In Whole Woman's Health, Roberts dutifully incorporates that same sentence from Peters as well.
I discuss Peters in my article on Cooper (pp. 1178-1183). But the citation is not complete. Justice Brennan only quoted part of Marshall's opinion, as did Roberts. Here is the full passage. The critical portion of Marshall's analysis appears after the semicolon:
If the legislatures of the several states may, at will, annul the judgments of the courts of the United States, and destroy the rights acquired under those judgments, the constitution itself becomes a solemn mockery; and the nation is deprived of the means of enforcing its laws by the instrumentality of its own tribunals. So fatal a result must be deprecated by all; and the people of Pennsylvania, not less than the citizens of every other state, must feel a deep interest in resisting principles so destructive of the union, and in averting con-sequences so fatal to themselves.

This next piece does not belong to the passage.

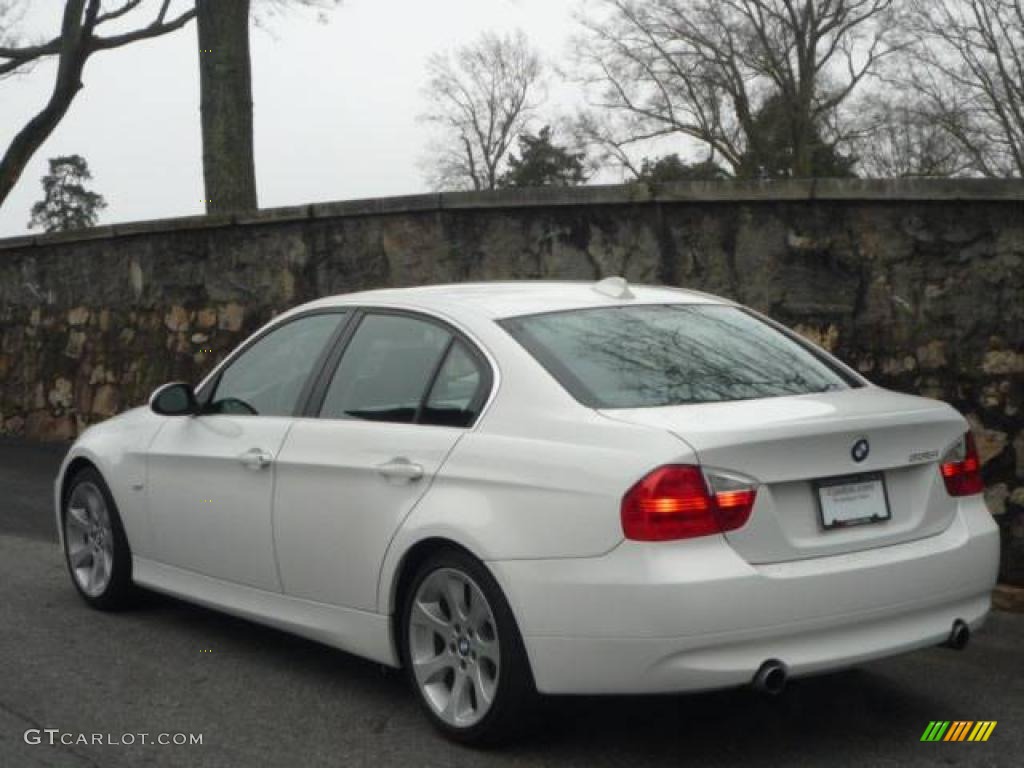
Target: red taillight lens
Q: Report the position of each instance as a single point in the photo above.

In Peters, Pennsylvania state courts were purporting to reject the judgments of the federal courts by holding that the latter lacked jurisdiction to operate. In that sense, "the nation is deprived of the means of enforcing its laws by the instrumentality of its own tribunals." That is, federal courts could not decide matters within the jurisdiction established by Congress. In short, Peters established the principle that states cannot interfere with a binding federal court judgment. Peters has nothing at all to do with states (purportedly) nullifying federal law. This case has no relevance for Whole Woman's Health v. Jackson. It's bad enough that Roberts cited Marshall out of context. But Roberts adopted Brennan's misleading editing. I expected better than the Chief copy-and-pasting from the Warren Court.
Justice Sotomayor's dissent, which was joined by Justices Kagan and Breyer, openly praised Cooper.

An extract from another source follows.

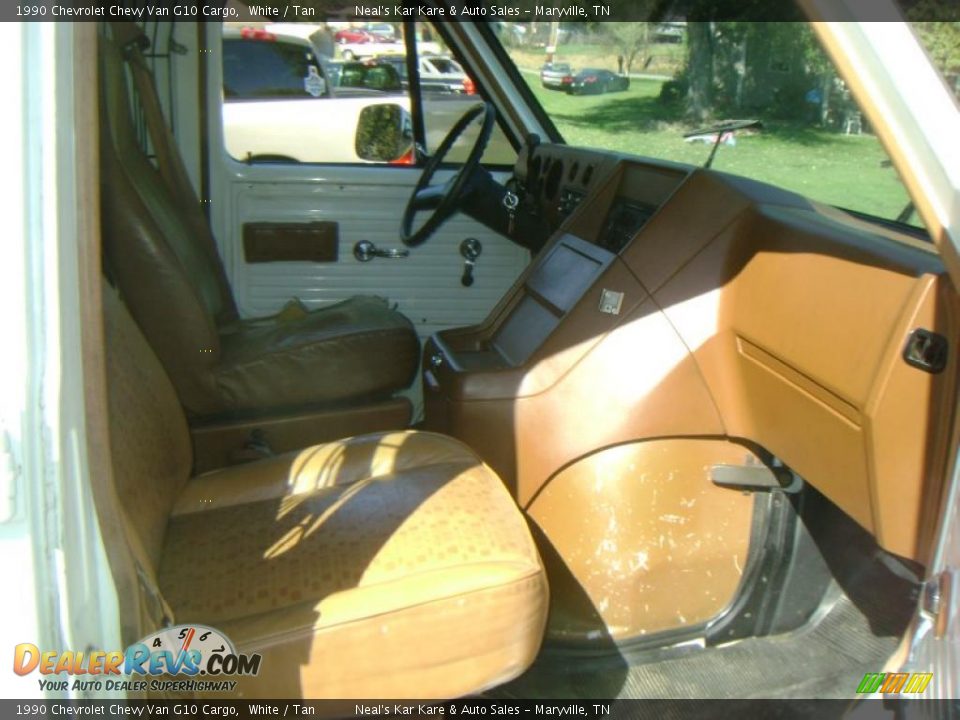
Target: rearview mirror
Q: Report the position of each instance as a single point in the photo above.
(384, 133)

In its finest moments, this Court has ensured that constitutional rights "can neither be nullified openly and directly by state legislators or state executive or judicial officers, nor nullified indirectly by them through evasive schemes . . . whether attempted 'ingeniously or ingenuously.' " Cooper v. Aaron, 358 U. S. 1, 17 (1958) (quoting Smith v. Texas, 311 U. S. 128, 132 (1940)). Today's fractured Court evinces no such courage.
"Finest moment"? Not quite. The superficial outcome in Cooper may be praiseworthy. (The actual outcome was bleak, as courts simply ignored the decision). But the reasoning in Cooper was at once audacious and vacuous. Par for the Course on the Warren Court. Chief Justice Roberts could not bring himself to cite Cooper. Nonetheless, he still sipped at the trough of judicial supremacy.
I will have more to say about judicial "courage" soon.